14Quelque chose n’a pu se symboliser qui est l’épreuve de castration. C’est ce que l’enfant met en acte par ses symptômes. Il se fait porteur, écho de l’angoisse maternelle, car il est une partie du corps de la mère, « objet partiel de la mère », dit Mannoni. Accolé quasi organiquement à sa mère, il ne peut mettre en fonction les effets de l’absence symbolisante, et son discours reste celui de sa mère. Il n’y a pas d’effet de décollage d’avec les signifiants maternels.

15Lacan inverse cette proposition : c’est parce qu’il n’y a pas de jeu signifiant entre la mère et l’enfant que leurs corps semblent ne faire qu’un. Ce n’est pas le corps de l’enfant qui devient objet partiel de la mère, mais l’enfant tout entier qui se trouve en position d’objet a, comme la marque de la jouissance perdue de la mère. C’est un point de structure qui peut conduire l’enfant, dans certains cas extrêmes comme dans la débilité ou la psychose, à se faire « objet condensateur de jouissance pour la mère ». C’est ce qui se passe quand l’intervention du Nom du Père n’a pas eu lieu et n’a pas produit la coupure nécessaire pour qu’une perte de jouissance puisse s’inscrire pour la mère.

16Maud Mannoni se sépare de la théorie lacanienne sur ce point.

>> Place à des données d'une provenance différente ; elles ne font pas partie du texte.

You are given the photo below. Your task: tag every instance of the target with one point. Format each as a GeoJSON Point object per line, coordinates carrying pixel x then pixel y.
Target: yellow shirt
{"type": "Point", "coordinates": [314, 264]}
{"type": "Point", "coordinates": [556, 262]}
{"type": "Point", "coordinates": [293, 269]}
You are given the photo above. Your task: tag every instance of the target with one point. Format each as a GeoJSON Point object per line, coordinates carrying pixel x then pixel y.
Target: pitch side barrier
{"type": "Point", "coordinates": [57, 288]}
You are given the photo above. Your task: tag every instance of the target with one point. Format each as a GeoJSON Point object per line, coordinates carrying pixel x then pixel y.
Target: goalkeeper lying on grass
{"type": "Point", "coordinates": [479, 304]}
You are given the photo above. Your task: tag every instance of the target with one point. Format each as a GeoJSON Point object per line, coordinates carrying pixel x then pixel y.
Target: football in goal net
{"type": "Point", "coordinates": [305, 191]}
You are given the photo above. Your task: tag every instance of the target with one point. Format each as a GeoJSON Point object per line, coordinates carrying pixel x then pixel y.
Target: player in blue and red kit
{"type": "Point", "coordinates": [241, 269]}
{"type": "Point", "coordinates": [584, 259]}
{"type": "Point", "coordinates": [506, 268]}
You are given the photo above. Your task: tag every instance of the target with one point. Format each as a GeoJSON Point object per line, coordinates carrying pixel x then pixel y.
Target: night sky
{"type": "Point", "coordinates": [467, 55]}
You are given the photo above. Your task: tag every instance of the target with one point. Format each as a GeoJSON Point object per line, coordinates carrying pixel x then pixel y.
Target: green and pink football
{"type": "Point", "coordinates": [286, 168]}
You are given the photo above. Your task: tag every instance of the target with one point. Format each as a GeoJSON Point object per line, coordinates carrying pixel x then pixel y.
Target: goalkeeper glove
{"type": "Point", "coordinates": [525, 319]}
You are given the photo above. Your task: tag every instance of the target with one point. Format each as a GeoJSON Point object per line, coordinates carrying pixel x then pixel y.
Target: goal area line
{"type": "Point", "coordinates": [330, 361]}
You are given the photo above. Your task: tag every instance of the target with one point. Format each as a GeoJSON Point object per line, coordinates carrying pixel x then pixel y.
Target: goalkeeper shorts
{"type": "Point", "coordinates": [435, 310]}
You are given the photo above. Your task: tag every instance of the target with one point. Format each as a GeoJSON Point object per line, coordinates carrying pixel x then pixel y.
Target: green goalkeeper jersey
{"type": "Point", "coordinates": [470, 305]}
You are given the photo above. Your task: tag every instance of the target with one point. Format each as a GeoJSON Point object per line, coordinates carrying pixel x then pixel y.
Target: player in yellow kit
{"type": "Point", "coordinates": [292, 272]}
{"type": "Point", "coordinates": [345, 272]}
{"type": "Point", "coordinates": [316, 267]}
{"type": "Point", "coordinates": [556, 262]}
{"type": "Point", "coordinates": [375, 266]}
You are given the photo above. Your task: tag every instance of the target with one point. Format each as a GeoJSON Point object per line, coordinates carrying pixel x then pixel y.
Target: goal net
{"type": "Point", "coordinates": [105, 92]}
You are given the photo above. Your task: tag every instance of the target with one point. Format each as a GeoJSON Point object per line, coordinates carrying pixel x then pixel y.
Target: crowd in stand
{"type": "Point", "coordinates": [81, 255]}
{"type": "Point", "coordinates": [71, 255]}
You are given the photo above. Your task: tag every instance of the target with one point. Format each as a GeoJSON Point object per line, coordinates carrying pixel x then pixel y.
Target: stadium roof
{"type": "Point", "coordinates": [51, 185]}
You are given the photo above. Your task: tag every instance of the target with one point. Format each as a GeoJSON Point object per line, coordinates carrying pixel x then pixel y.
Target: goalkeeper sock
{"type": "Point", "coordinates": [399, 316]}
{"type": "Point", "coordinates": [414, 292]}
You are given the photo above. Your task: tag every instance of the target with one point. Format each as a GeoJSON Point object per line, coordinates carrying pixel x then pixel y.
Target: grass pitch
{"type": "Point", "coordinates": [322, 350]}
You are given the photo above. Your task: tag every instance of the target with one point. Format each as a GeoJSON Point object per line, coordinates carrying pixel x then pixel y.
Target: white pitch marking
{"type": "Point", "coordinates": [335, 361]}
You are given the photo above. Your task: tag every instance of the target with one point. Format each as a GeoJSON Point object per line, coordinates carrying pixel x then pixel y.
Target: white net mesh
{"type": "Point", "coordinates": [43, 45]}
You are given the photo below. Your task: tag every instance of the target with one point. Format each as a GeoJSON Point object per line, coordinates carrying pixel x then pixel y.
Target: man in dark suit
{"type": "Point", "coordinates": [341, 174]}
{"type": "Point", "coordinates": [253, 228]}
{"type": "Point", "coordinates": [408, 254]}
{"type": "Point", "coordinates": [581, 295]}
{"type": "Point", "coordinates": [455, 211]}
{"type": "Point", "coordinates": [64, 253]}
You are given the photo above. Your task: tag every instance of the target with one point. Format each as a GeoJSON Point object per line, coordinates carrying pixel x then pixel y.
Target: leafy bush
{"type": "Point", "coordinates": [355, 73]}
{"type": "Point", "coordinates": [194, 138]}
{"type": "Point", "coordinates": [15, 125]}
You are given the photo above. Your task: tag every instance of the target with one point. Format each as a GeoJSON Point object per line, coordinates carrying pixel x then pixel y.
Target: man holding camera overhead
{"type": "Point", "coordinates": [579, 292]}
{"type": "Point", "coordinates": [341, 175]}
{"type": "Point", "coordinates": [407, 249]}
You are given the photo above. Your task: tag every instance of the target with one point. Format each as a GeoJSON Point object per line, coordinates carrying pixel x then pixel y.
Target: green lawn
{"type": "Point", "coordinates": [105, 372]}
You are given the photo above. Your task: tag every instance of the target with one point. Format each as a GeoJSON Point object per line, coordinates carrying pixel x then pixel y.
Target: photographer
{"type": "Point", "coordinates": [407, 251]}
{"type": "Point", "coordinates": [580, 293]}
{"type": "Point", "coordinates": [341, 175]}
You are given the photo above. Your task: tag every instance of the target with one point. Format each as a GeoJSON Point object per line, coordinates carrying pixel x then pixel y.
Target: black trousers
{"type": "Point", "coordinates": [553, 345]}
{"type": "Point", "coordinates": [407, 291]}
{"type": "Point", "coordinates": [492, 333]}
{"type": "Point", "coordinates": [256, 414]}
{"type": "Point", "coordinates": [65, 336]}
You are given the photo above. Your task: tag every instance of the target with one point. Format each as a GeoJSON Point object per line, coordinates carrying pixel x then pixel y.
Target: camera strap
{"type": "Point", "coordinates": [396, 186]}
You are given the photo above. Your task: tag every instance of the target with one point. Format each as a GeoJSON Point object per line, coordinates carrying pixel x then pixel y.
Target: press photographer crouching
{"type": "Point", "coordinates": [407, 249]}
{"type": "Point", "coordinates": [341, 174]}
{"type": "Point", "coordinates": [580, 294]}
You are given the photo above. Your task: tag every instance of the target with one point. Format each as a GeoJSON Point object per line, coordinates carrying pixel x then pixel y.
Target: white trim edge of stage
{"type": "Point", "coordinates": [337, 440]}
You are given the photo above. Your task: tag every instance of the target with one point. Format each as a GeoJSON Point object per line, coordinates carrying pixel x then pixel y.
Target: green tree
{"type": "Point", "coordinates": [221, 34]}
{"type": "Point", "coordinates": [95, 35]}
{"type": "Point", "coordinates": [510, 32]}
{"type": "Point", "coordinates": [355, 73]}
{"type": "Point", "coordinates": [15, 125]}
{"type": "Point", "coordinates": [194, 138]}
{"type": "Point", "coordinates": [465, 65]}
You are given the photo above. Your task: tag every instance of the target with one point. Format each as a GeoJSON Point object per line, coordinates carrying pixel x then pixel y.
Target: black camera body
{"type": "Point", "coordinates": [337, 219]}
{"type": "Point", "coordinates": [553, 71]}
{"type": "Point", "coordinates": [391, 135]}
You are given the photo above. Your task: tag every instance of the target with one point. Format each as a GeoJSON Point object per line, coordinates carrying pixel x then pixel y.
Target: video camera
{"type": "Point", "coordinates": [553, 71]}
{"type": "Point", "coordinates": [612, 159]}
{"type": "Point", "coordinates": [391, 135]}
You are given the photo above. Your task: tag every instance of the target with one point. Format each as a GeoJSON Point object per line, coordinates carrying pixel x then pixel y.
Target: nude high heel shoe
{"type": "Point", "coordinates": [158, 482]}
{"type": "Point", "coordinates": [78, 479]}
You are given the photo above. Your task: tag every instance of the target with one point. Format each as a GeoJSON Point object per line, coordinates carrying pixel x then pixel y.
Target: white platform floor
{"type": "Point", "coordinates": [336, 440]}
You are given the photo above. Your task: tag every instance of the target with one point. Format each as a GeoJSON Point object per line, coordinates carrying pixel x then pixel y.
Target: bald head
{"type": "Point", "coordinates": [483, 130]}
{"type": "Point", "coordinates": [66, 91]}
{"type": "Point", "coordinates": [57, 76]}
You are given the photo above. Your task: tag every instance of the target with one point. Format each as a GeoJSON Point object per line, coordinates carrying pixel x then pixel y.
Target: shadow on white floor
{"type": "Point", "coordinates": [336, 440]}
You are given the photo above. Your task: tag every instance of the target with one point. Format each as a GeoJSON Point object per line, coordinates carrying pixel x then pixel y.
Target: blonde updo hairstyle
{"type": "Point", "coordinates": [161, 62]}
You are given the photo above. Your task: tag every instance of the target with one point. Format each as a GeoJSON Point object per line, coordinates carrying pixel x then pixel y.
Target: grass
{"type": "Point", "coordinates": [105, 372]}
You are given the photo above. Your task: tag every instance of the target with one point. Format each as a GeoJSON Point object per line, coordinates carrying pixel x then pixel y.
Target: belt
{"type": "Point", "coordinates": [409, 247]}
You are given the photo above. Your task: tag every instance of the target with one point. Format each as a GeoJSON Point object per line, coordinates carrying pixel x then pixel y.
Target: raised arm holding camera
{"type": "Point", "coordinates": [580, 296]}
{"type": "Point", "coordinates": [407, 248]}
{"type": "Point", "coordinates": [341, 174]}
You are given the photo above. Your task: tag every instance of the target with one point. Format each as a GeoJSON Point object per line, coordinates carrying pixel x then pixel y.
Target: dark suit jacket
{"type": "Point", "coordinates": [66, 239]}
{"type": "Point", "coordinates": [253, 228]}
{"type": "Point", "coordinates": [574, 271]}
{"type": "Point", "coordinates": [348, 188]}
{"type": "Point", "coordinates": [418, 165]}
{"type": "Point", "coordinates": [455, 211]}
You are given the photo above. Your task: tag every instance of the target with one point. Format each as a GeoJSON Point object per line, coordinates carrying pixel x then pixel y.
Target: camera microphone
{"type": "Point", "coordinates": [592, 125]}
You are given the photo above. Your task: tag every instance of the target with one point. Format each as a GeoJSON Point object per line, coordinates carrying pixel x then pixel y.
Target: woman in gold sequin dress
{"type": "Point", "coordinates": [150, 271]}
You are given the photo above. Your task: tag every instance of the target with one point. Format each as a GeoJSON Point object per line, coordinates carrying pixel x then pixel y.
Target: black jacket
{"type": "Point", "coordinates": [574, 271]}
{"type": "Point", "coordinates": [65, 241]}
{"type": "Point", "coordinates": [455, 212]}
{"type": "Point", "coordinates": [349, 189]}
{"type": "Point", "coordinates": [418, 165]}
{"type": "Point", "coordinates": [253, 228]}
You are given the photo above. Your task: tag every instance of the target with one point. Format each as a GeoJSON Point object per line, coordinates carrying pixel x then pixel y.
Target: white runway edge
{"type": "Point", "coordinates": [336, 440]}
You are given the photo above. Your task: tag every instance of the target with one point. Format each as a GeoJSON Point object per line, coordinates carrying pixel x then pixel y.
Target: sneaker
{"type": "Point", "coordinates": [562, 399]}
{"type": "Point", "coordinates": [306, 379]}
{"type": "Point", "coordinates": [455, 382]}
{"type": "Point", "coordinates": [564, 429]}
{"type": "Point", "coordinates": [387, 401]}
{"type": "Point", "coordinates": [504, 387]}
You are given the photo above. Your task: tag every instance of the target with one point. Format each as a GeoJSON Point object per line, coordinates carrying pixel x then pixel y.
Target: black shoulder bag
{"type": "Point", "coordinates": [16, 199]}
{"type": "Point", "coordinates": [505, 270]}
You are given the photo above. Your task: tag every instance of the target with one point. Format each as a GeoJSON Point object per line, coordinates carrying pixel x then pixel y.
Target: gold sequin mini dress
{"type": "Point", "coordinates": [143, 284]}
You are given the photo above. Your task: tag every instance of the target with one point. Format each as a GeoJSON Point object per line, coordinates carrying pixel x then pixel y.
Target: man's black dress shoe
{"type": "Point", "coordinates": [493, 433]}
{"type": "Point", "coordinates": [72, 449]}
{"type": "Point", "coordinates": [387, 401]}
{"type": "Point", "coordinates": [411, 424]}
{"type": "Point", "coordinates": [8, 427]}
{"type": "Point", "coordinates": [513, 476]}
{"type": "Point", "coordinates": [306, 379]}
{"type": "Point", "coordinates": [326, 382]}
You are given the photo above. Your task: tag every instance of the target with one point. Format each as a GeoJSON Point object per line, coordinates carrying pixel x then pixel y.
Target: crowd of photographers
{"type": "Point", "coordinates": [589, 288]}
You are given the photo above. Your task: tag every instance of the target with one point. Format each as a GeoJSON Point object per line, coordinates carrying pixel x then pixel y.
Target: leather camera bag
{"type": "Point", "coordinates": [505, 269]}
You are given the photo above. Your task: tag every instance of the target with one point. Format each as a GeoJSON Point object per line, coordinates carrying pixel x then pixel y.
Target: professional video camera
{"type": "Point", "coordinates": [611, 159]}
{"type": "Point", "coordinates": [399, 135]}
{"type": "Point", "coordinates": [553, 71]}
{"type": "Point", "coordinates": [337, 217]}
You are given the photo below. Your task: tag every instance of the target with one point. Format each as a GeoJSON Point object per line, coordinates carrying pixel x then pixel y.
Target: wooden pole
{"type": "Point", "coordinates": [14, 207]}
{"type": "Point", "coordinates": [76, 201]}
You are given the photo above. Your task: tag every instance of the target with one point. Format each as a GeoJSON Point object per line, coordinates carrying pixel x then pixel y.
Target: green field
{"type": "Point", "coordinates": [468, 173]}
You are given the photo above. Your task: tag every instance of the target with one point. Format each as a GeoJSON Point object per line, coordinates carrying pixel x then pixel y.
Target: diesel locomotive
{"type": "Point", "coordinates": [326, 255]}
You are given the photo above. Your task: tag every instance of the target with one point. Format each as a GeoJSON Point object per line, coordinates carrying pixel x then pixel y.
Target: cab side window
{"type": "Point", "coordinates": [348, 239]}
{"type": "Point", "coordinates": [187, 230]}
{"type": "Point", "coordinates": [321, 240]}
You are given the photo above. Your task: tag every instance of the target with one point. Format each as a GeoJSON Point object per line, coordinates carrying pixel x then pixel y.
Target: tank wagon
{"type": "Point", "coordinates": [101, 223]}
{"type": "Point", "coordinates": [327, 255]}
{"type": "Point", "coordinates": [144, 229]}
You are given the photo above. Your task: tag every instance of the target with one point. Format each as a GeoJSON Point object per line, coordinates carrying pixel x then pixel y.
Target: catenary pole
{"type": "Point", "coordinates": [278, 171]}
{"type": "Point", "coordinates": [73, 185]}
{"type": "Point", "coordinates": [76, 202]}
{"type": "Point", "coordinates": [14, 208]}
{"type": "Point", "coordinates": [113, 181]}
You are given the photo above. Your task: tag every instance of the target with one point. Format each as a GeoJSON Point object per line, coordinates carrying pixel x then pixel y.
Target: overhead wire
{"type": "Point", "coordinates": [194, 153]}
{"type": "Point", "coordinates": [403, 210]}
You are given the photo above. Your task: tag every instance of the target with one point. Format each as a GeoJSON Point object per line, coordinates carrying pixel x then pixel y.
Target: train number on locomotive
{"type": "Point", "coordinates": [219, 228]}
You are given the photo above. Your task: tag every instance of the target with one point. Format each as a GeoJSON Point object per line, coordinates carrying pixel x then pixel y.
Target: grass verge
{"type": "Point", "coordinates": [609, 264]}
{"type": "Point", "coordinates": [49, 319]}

Elle ne fait pas entrer dans ses élaborations la question de la jouissance et de l’objet en perte telle que Lacan l’aborde. Cette divergence entre elle et Lacan n’empêche pas qu’elle se considère comme son élève. Mais, à partir de ce moment, elle affichera une méfiance déclarée à l’égard de la théorie et entrera en conflit avec certains collègues « puristes lacaniens », soutenue par la certitude que « la théorie, c’est la clinique ».

17Pour elle, l’enfant débile, voire psychotique, est un objet sans désirs propres, dont le seul rôle sera de combler le vide maternel. Il est « rapté » dans le désir de la mère, et sa maladie masque la maladie de la mère. Il faut aider l’enfant, par la cure analytique, à assumer en son nom sa propre histoire, au lieu de rester aliéné dans l’histoire de sa mère. C’est un travail long et difficile, durant lequel l’analyste rencontre ses propres résistances : impatience, ennui, tentation d’une attitude réadaptatrice ou d’adresser l’angoisse maternelle ailleurs ; mais aussi celles des parents : démission ou mise à l’écart du père, et surtout vœu inconscient que l’enfant ne change pas « trop ».

18Certaines cures qui s’interrompent prématurément peuvent donner au sujet débile « une médiocrité sans éclat », là où, avant la cure, il pouvait avoir des traits de génie, dans sa proximité avec la vérité du drame familial. Mannoni soulignera combien sont fréquents les arrêts de cure dès que l’enfant commence à sortir de son statut d’objet. Elle cite Freud : « Dans une psychanalyse, l’intervention des parents est un danger positif, un danger que nous ne savons pas comment affronter [4]. »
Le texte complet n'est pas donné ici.